Google Cloud décrit une étape d’application après définition, mesure et optimisation. En pratique, l’entreprise reste responsable du banc de test, des métriques, de la revue et de la décision de déploiement.
Non. Nova Act apporte une navigation fondée sur la vision et l’action, utile pour varier des parcours. Les outils déterministes restent importants pour les contrôles reproductibles et les garanties fonctionnelles précises.
Aucun des documents officiels étudiés ne permet de conclure à une sécurité absolue. GPT‑Red illustre au contraire la nécessité de tests adversariaux, de permissions minimales, de validations et de protections en couches.
Par une tâche fréquente, documentée, mesurable et réversible : recherche assistée, préparation d’un livrable, classification ou test exploratoire. Les actions sensibles doivent rester soumises à une validation explicite.
Conclusion
Les annonces de juillet 2026 ne montrent pas des agents capables de gérer seuls une entreprise. Elles montrent quelque chose de plus utile : des systèmes qui avancent sur un projet long, explorent des variantes mesurées, coordonnent des spécialistes, utilisent une interface et structurent des données métier. Leur valeur apparaît lorsque l’objectif, les outils, la mesure et la validation sont conçus ensemble.

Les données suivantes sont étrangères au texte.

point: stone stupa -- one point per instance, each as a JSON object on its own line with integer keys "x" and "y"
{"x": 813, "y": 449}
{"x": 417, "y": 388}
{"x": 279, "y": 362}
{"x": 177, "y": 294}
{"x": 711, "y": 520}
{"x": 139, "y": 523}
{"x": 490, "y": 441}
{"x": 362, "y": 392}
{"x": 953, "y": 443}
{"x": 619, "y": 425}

L’entreprise qui veut passer en production doit donc résister à deux raccourcis. Le premier consiste à appeler « agent » toute automatisation. Le second consiste à confondre autonomie et absence de contrôle. Les cas d’OpenAI, Google Cloud et AWS convergent sur un principe : plus le système peut agir, plus son périmètre, ses traces, ses évaluations et ses points d’approbation doivent être explicites.